On Wed, Sep 02, 2020 at 02:42:03PM -0400, Andrey Grodzovsky wrote:
> At this point the ASIC is already post reset by the HW/PSP
> so the HW not in proper state to be configured for suspension,
> some blocks might be even gated and so best is to avoid touching it.
> 
> v2: Rename in_dpc to more meaningful name
> 
> Signed-off-by: Andrey Grodzovsky <andrey.grodzovsky@xxxxxxx>
> Reviewed-by: Alex Deucher <alexander.deucher@xxxxxxx>
> ---
>  drivers/gpu/drm/amd/amdgpu/amdgpu.h        |  1 +
>  drivers/gpu/drm/amd/amdgpu/amdgpu_device.c | 38 ++++++++++++++++++++++++++++++
>  drivers/gpu/drm/amd/amdgpu/amdgpu_gfx.c    |  6 +++++
>  drivers/gpu/drm/amd/amdgpu/amdgpu_psp.c    |  6 +++++
>  drivers/gpu/drm/amd/amdgpu/gfx_v10_0.c     | 18 ++++++++------
>  drivers/gpu/drm/amd/pm/swsmu/smu_cmn.c     |  3 +++
>  6 files changed, 65 insertions(+), 7 deletions(-)
> 
> diff --git a/drivers/gpu/drm/amd/amdgpu/amdgpu.h b/drivers/gpu/drm/amd/amdgpu/amdgpu.h
> index c311a3c..b20354f 100644
> --- a/drivers/gpu/drm/amd/amdgpu/amdgpu.h
> +++ b/drivers/gpu/drm/amd/amdgpu/amdgpu.h
> @@ -992,6 +992,7 @@ struct amdgpu_device {
>  	atomic_t			throttling_logging_enabled;
>  	struct ratelimit_state		throttling_logging_rs;
>  	uint32_t			ras_features;
> +	bool                            in_pci_err_recovery;
>  };
>  
>  static inline struct amdgpu_device *drm_to_adev(struct drm_device *ddev)
> diff --git a/drivers/gpu/drm/amd/amdgpu/amdgpu_device.c b/drivers/gpu/drm/amd/amdgpu/amdgpu_device.c
> index 74a1c03..1fbf8a1 100644
> --- a/drivers/gpu/drm/amd/amdgpu/amdgpu_device.c
> +++ b/drivers/gpu/drm/amd/amdgpu/amdgpu_device.c
> @@ -319,6 +319,9 @@ uint32_t amdgpu_mm_rreg(struct amdgpu_device *adev, uint32_t reg,
>  {
>  	uint32_t ret;
>  
> +	if (adev->in_pci_err_recovery)
> +		return 0;

I don't know the whole scheme of this, but this looks racy.

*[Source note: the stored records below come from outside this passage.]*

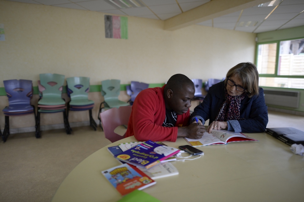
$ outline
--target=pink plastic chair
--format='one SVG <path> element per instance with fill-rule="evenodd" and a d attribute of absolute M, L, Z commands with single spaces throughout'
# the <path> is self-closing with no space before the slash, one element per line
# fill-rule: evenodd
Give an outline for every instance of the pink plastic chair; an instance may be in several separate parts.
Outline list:
<path fill-rule="evenodd" d="M 127 125 L 132 111 L 132 106 L 123 106 L 111 108 L 100 113 L 100 116 L 105 138 L 112 142 L 124 138 L 125 134 L 121 136 L 114 132 L 118 126 Z"/>

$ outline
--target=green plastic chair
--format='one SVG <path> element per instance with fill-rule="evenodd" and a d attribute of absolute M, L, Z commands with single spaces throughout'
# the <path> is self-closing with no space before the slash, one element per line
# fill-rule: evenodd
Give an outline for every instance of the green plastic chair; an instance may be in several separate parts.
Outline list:
<path fill-rule="evenodd" d="M 118 100 L 118 96 L 120 93 L 120 80 L 111 79 L 101 81 L 101 95 L 104 96 L 104 101 L 100 103 L 98 114 L 100 114 L 102 109 L 118 108 L 120 106 L 130 105 L 128 102 Z M 102 107 L 103 104 L 103 107 Z M 99 125 L 101 128 L 100 117 L 99 116 Z"/>
<path fill-rule="evenodd" d="M 65 81 L 64 75 L 48 73 L 40 74 L 39 76 L 40 84 L 45 89 L 42 92 L 42 98 L 38 102 L 38 104 L 65 104 L 65 102 L 61 98 L 62 87 Z"/>
<path fill-rule="evenodd" d="M 90 125 L 96 130 L 97 125 L 92 116 L 92 109 L 94 101 L 88 99 L 90 89 L 90 78 L 83 77 L 74 77 L 66 79 L 68 95 L 71 98 L 68 104 L 67 116 L 68 118 L 69 110 L 89 110 Z"/>
<path fill-rule="evenodd" d="M 63 114 L 63 120 L 65 128 L 67 134 L 71 134 L 72 129 L 70 126 L 65 112 L 65 101 L 61 98 L 62 86 L 65 81 L 64 75 L 50 73 L 39 74 L 40 85 L 43 89 L 42 92 L 42 97 L 38 101 L 38 110 L 36 118 L 36 138 L 41 137 L 40 130 L 40 113 L 56 113 L 62 112 Z M 59 106 L 63 105 L 60 109 L 58 109 Z M 41 109 L 41 107 L 48 109 Z"/>

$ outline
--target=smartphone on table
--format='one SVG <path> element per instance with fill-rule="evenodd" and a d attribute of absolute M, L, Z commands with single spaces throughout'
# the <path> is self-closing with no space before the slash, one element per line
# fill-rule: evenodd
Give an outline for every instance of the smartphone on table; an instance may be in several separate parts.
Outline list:
<path fill-rule="evenodd" d="M 190 145 L 183 145 L 178 147 L 179 149 L 184 150 L 189 153 L 193 155 L 197 155 L 204 153 L 204 152 L 201 150 L 196 149 Z"/>

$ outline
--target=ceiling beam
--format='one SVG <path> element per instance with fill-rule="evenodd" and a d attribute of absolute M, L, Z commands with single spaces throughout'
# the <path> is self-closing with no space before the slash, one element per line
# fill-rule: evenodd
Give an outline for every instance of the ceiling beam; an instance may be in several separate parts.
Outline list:
<path fill-rule="evenodd" d="M 240 11 L 270 0 L 211 0 L 165 21 L 165 29 L 174 30 Z"/>

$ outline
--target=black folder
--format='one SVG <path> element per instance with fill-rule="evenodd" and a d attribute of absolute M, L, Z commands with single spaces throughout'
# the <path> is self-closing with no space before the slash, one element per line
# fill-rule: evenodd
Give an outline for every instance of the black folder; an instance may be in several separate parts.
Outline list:
<path fill-rule="evenodd" d="M 265 132 L 289 145 L 304 145 L 304 132 L 294 128 L 266 128 Z"/>

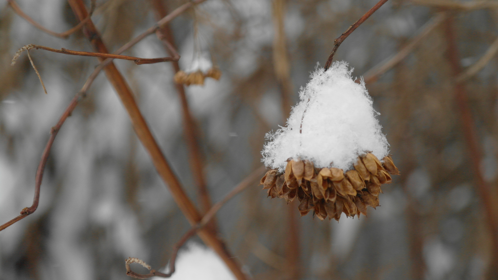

It looks like the normal path through this function is the readl(),
which I assume is an MMIO read from the PCI device.  If this is called
after a PCI error occurs, but before amdgpu_pci_slot_reset() sets
adev->in_pci_err_recovery, the readl() will return 0xffffffff.

If this is called after amdgpu_pci_slot_reset() sets
adev->in_pci_err_recovery, it will return 0.  Do you really want those
two different cases?

>  	if (!(acc_flags & AMDGPU_REGS_NO_KIQ) && amdgpu_sriov_runtime(adev))
>  		return amdgpu_kiq_rreg(adev, reg);

> @@ -4773,7 +4809,9 @@ pci_ers_result_t amdgpu_pci_slot_reset(struct pci_dev *pdev)
>  
>  	pci_restore_state(pdev);
>  
> +	adev->in_pci_err_recovery = true;
>  	r = amdgpu_device_ip_suspend(adev);
> +	adev->in_pci_err_recovery = false;
>  	if (r)
>  		goto out;